5.5.2. Regression Model¶
It is possible to select whether the MLR model is generated using a Ordinary Least Squares (OLS) or a Least Absolute Deviations (LAD) criteria from the Regression Model section shown in Fig. 5.6. A regression based on a LAD is more robust to outliers than a regression based on a OLS, but is more expensive in computation time.
5.5.3. Advanced Settings¶
It is possible to automatically estimate and add the daily Potential
Evapotranspiration (PET) to the output data file (.out
) produced at
the end of the gapfilling procedure of the selected station.
This option is enabled by checking the Add PET to data file option
in the section Advanced Settings shown in Fig. 5.7.

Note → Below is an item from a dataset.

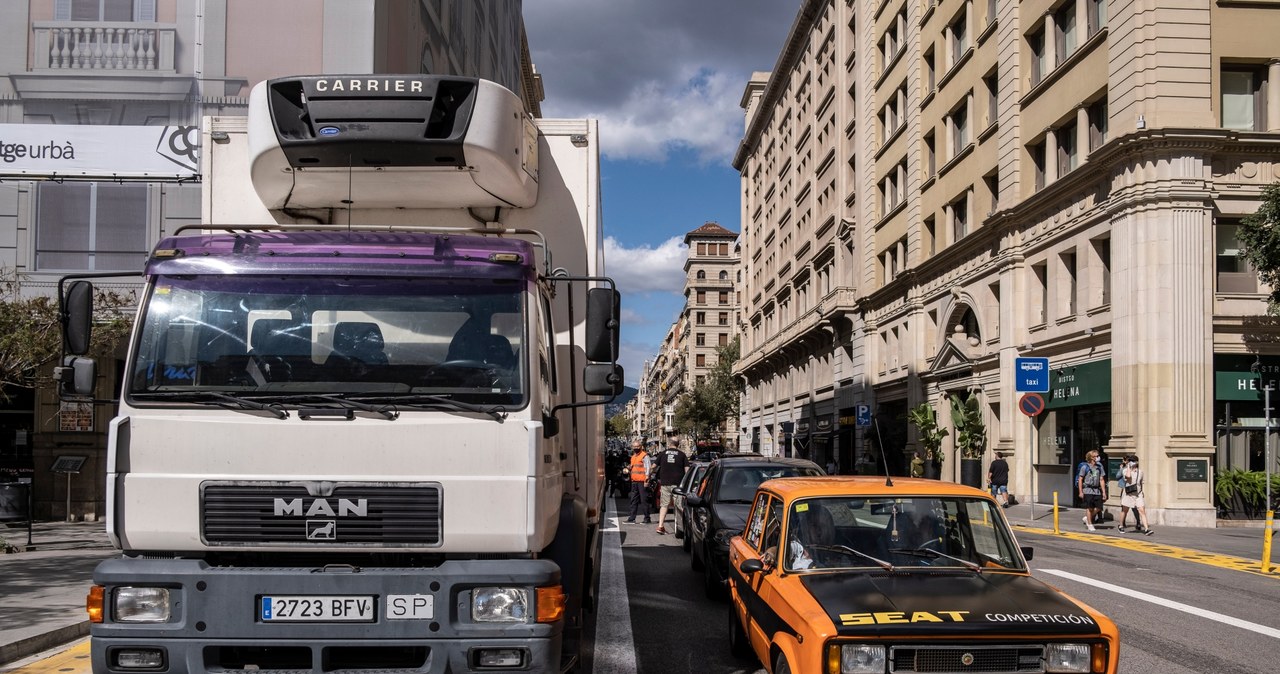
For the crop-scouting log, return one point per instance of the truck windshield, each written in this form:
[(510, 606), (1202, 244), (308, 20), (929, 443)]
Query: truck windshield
[(374, 337)]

The daily PET is estimated with a method adapted from Thornthwaite (1948), using the daily
mean air temperature time series of the selected station.
Alternatively, it is possible to add manually the PET retrospectively to an
existing .out
file by clicking on the icon.
The Full Error Analysis option can be checked to perform a cross-validation resampling analysis during the gapfilling procedure. The results from this analysis can be used afterward to estimate the accuracy of the method. This option is discussed in more details in Section 5.6.
Finally, the format (pdf or svg) and the language (English or French) of the figures that are automatically produced by GWHAT after a dataset has been sucessfully gapfilled (see Fig. 5.4 and Fig. 5.8) can be selected from the Figure output format and Figure labels language menus.
5.6. Uncertainty Assessment¶
By default, each time a new MLR model is generated to estimate a missing value
in the dataset of the selected station, the model is also used to predict the values
in the dataset that are not missing. The accuracy of the MLR model is then approximated
by computing a Root-Mean-Square Error (RMSE) between the values estimated with the model
and the respective non-missing observations in the dataset of the selected station.
The RMSE thus calculated is saved, along with the estimated value, in the .log
file.
When the Full Error Analysis option in the Advanced Settings section is checked, GWHAT will also perform a cross-validation resampling procedure to estimate the accuracy of the model, in addition to fill the gaps in the dataset. More specifically, the procedure consists in estimating alternately a weather data value for each day of the selected station’s dataset, even for days for which data are not missing.
When a value for every day of the dataset has thus been estimated,
the estimated values are saved in the Output
folder as a csv file with a
.err
, along with the .log
and .out
files as described in
Section 5.3. The accuracy of the method can then be estimated
by computing the RMSE between the estimated weather data and the respective
non-missing observations in the original dataset of the selected station.
In addition various graphs are automatically generated by GWHAT to the performance of the method and saved in a pdf format. These graphs consist of scaterplots comparing the estimated and measured daily weather data and a plot comparing the probability density function of the original and the estimated daily precipitation series. Example of these graphs are presented in Fig. 5.8.
Note
Checking the Full Error Analysis option will increase the computation time of the gap filling procedure, especially if the least absolute deviation regression model is selected, but can provide interesting insights on the performance of the procedure for the specific datasets used for a project.